Maryland farmers fight to protect their land from ‘extension cord’ for data centers
The proposed Maryland Piedmont Reliability Project, a 67-mile transmission line, has rocked the state’s farming communities. Many oppose new lines for energy-hungry data centers.
MT. AIRY, Md. — Standing in a 40-acre field of Christmas trees, Lisa Gaver traced the path of the high-voltage power line that could one day cut through the heart of her family’s farm.
The 500-kilovolt line would skim a parking lot, cross through the woods and over a metal deer fence, before running diagonally across a field of Douglas firs and blue spruces and continuing as far as the eye could see.
Gaver, a seventh-generation farmer, wants no part of what she and other landowners in rural Maryland call an “extension cord” for data centers in Northern Virginia 50 miles away. She figures that the tens of thousands of patrons who descend on the 150-acre farm annually to pick pumpkins, find their perfect Christmas tree and munch on apple cider doughnuts don’t either.
“It’s going to financially devastate us,” she said. “There’s $4 million worth of inventory in this field.”

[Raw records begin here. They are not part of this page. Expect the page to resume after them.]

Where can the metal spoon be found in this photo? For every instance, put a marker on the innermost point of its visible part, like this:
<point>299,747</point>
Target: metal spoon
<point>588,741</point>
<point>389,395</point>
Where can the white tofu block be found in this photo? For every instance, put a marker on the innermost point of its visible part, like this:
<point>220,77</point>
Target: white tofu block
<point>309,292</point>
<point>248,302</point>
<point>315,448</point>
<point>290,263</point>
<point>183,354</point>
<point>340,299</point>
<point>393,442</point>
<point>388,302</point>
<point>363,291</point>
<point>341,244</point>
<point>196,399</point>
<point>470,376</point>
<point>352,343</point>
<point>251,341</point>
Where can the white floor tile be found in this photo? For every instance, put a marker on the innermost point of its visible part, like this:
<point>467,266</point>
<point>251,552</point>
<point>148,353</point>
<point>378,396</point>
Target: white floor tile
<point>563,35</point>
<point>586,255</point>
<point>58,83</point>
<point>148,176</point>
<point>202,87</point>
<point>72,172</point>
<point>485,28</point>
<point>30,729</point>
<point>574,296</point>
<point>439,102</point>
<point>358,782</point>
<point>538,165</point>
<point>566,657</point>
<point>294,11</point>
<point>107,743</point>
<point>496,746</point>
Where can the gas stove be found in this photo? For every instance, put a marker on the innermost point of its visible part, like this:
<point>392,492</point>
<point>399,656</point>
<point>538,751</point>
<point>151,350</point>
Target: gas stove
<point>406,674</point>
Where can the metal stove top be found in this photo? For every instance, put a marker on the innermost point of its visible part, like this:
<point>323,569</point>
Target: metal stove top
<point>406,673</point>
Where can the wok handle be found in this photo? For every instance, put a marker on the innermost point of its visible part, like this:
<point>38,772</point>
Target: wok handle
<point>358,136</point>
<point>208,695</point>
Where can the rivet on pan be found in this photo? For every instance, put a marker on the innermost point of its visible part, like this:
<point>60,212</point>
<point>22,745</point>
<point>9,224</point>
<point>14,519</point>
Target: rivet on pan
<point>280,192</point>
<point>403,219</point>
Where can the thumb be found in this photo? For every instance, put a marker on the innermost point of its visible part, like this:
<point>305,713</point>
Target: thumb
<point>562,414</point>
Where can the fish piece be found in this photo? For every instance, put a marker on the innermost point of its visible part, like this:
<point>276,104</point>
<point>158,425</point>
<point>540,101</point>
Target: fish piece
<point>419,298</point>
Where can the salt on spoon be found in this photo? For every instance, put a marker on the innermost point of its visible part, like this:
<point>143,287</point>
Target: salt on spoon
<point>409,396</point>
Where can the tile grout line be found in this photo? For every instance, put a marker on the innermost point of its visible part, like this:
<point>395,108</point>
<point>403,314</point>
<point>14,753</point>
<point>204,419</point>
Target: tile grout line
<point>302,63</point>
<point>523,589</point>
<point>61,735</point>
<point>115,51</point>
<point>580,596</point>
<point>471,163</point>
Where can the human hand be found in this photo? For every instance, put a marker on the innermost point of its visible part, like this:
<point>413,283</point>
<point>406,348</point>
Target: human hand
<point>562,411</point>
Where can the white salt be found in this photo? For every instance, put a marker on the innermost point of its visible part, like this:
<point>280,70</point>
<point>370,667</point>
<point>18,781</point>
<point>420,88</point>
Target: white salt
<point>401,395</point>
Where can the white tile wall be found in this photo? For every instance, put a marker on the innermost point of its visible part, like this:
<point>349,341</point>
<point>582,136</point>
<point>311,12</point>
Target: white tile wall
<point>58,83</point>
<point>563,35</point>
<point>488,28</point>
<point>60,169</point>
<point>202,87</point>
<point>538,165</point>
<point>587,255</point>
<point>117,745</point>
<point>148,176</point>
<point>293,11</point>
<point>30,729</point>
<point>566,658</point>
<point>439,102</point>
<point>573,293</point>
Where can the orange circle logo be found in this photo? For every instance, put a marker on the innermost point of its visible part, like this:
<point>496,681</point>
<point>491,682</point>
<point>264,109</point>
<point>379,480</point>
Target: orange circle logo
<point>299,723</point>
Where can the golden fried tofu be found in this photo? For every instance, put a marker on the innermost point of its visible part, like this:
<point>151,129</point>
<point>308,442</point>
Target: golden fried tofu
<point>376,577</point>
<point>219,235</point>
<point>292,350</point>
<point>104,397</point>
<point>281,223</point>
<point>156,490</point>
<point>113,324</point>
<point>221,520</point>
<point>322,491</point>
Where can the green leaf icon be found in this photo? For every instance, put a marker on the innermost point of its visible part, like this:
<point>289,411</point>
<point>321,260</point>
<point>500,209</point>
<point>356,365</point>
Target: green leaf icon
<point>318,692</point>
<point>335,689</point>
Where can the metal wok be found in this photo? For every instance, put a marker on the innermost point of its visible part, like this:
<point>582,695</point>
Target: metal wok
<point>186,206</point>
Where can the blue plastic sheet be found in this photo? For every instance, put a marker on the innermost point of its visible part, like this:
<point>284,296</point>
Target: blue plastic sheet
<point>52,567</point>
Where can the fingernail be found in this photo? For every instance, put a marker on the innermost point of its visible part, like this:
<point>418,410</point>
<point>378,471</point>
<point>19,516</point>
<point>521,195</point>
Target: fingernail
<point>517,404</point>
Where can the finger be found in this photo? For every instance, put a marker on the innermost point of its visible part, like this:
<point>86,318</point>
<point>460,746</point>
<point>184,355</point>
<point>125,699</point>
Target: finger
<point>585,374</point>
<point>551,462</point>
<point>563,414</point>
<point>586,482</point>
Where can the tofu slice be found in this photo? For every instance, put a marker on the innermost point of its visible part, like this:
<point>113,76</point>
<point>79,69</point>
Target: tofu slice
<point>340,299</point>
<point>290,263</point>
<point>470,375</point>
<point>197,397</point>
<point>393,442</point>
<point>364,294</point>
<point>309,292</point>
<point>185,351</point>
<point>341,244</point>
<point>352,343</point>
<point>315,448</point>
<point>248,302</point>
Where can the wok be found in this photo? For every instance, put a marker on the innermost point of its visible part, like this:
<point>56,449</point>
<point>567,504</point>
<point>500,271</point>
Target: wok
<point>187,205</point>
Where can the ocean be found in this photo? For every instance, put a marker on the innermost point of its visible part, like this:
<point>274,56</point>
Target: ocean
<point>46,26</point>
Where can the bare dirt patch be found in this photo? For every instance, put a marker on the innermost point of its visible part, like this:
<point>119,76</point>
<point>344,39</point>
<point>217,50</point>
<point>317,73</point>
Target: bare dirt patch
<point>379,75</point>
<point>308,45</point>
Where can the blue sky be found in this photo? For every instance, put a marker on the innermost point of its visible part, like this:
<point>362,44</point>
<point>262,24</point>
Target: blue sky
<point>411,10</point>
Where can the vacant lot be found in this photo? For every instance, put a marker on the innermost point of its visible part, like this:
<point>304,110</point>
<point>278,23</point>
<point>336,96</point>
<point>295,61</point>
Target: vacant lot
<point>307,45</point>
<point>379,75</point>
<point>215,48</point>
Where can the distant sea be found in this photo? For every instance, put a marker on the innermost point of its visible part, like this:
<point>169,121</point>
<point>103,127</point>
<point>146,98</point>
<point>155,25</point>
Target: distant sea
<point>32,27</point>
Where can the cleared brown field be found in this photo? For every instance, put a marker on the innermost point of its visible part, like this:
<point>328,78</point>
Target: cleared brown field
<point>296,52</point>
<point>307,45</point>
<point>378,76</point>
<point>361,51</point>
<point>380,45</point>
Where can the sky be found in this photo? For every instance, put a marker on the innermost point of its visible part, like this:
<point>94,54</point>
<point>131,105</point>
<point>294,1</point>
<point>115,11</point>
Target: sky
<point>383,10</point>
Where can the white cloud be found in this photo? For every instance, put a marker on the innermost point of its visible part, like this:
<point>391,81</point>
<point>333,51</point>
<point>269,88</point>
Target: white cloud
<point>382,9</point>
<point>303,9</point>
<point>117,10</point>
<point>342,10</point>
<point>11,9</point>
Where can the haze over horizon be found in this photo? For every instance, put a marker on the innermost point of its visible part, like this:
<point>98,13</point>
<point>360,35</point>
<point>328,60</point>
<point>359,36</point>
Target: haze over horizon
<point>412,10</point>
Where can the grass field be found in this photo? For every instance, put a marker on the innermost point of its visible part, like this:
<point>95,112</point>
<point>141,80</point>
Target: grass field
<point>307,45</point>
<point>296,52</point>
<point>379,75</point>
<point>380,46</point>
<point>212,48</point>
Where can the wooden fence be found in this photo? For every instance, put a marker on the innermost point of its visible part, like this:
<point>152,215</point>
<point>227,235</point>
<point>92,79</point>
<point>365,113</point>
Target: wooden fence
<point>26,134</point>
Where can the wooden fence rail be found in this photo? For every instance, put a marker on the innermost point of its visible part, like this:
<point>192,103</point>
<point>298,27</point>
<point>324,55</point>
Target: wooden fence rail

For more than a year, tensions over a plan to construct a 67-mile transmission line across three Maryland counties — Baltimore, Frederick and Carroll — have rocked the state’s farming communities. Landowners have staked signs along the highway declaring, “No eminent domain for corporate gain.” A court battle has escalated into threatening social media posts and heated confrontations between farmers and land surveyors. Local officials from all three counties have opposed the project, and some have pleaded with state and federal officials to intervene.